Explaining that you oppose gay marriage as a gay man tends to get a baffled response at first. This is understandable given how quickly the debate on gay marriage can collapse into allegations of homophobia. The message, explicit or implicit, is often that being anti-gay marriage means being in some way anti-gay.
[..]
The reflex response from many gay marriage advocates is to paint all dissent as prejudice, as if the only reason for defending marriage as it has existed to date is some variety of bigotry or psychological imbalance
[...]
The support and status that marriage entails is not a societal bonus for falling in love and agreeing to make a relationship lasting. That is not, of course, to say that love and romance are not an important part of marriage. But they are not the reason it has special status. If romance were the reason for supporting marriage, there would be no grounds for differentiating which relationships should be included and which should not. But that is not and never has been the nature of marriage.
Marriage is vital as a framework within which children can be brought up by a man and woman. Not all marriages, of course, involve child-raising. And there are also, for that matter, same-sex couples already raising children. But the reality is that marriages tend towards child-raising and same-sex partnerships do not.
I am conscious of this when considering my own circle of friends, quite a few of whom have recently married or will soon do so in the future. Many, if not most or all of them, will raise children. If, however, I or gay friends form civil partnerships, those are much more unlikely to involve raising children. So the question that matters is this: Why should a gay relationship be treated the same way as a marriage, despite this fundamental difference?
A wealth of research demonstrates the marriage of a man and a woman provides children with the best life outcomes, that children raised in marriages that stay together do best across a whole range of measures.

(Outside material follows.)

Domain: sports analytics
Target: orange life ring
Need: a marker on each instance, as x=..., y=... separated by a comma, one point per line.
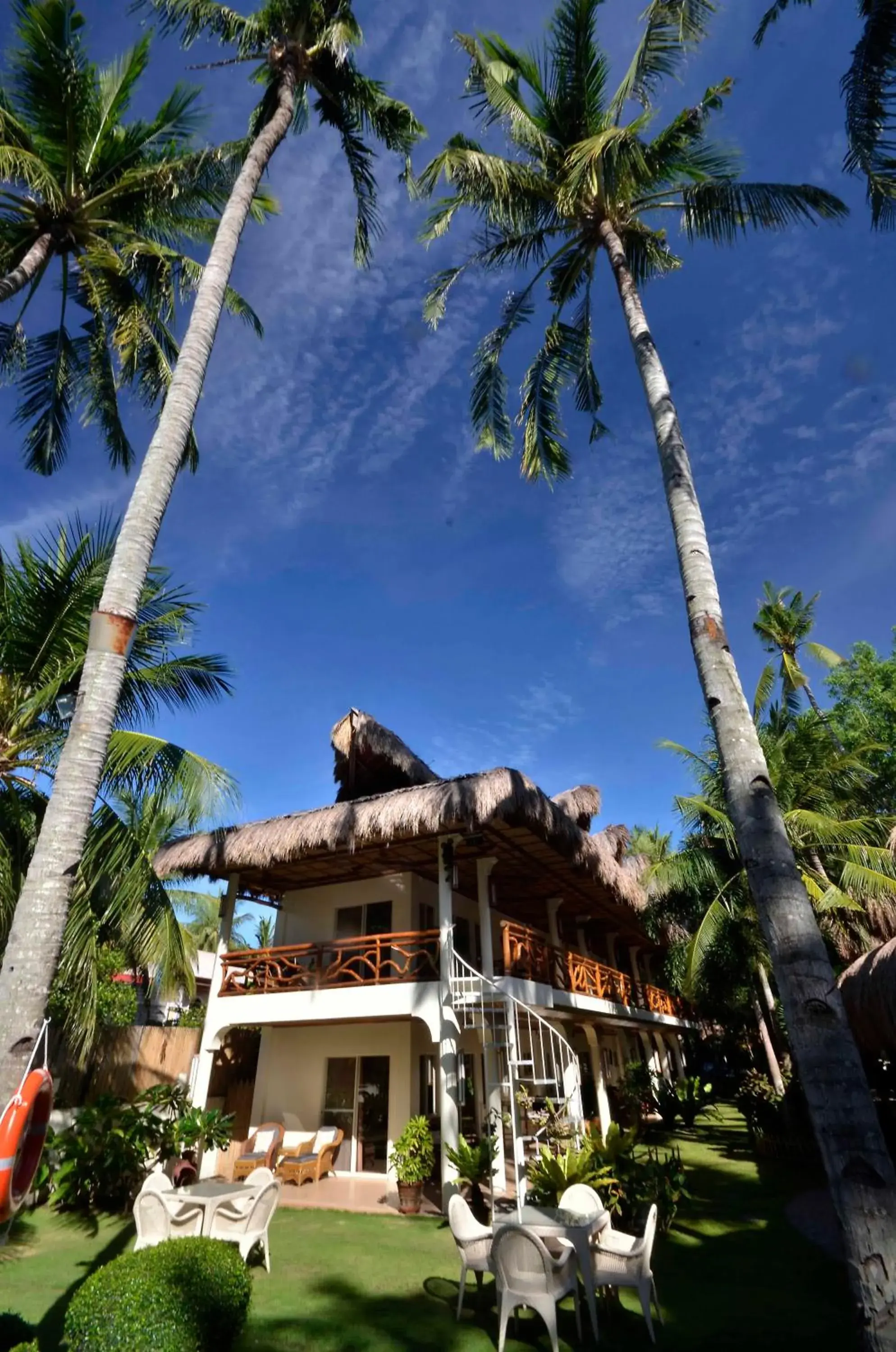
x=23, y=1129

This is certainly not to cast aspersions on other families, but it does underscore the importance of marriage as an institution.
This is why the demand for gay marriage goes doubly wrong. It is not a demand for marriage to be extended to gay people – it is a demand for marriage to be redefined. The understanding of marriage as an institution that exists and is supported for the sake of strong families changes to an understanding of marriage as merely the end-point of romance. If gay couples are considered equally eligible for marriage, even though gay relationships do not tend towards child-raising and cannot by definition give a child a mother and a father, the crucial understanding of what marriage is actually mainly for has been discarded.
What that amounts to is the kind of marriage that puts adults before children. That, in my opinion, is ultimately selfish, and far too high a price to pay simply for the token gesture of treating opposite-sex relationships and same-sex relationships identically. And it is a token gesture. Isn’t it common sense, after all, to treat different situations differently? To put it personally, I do not feel in the least bit discriminated against by the fact that I cannot marry someone of the same-sex. I understand and accept that there are good reasons for this.
Again, go and read the whole thing!
News at 6. Not all gatys think alike.
ReplyDeleteComing up at 7, not all dogs piss on lamp posts.
I'll see your gay blogger and raise you a (straight) military chaplain.
http://www.edgeonthenet.com/?135550
LRO,
ReplyDeleteThat's the point, though, isn't it? It shouldn't matter who he is, the arguments should stand on their own merits. Yet, human beings aren't wired that way - we want to know who is stating their opinion. That gives us a whole lot of background, subconscious information as to how to evaluate their position. Even so, who a person is doesn't make them right.
LRO I have a gay dog called brutus and I go to Church. What's your problem dude?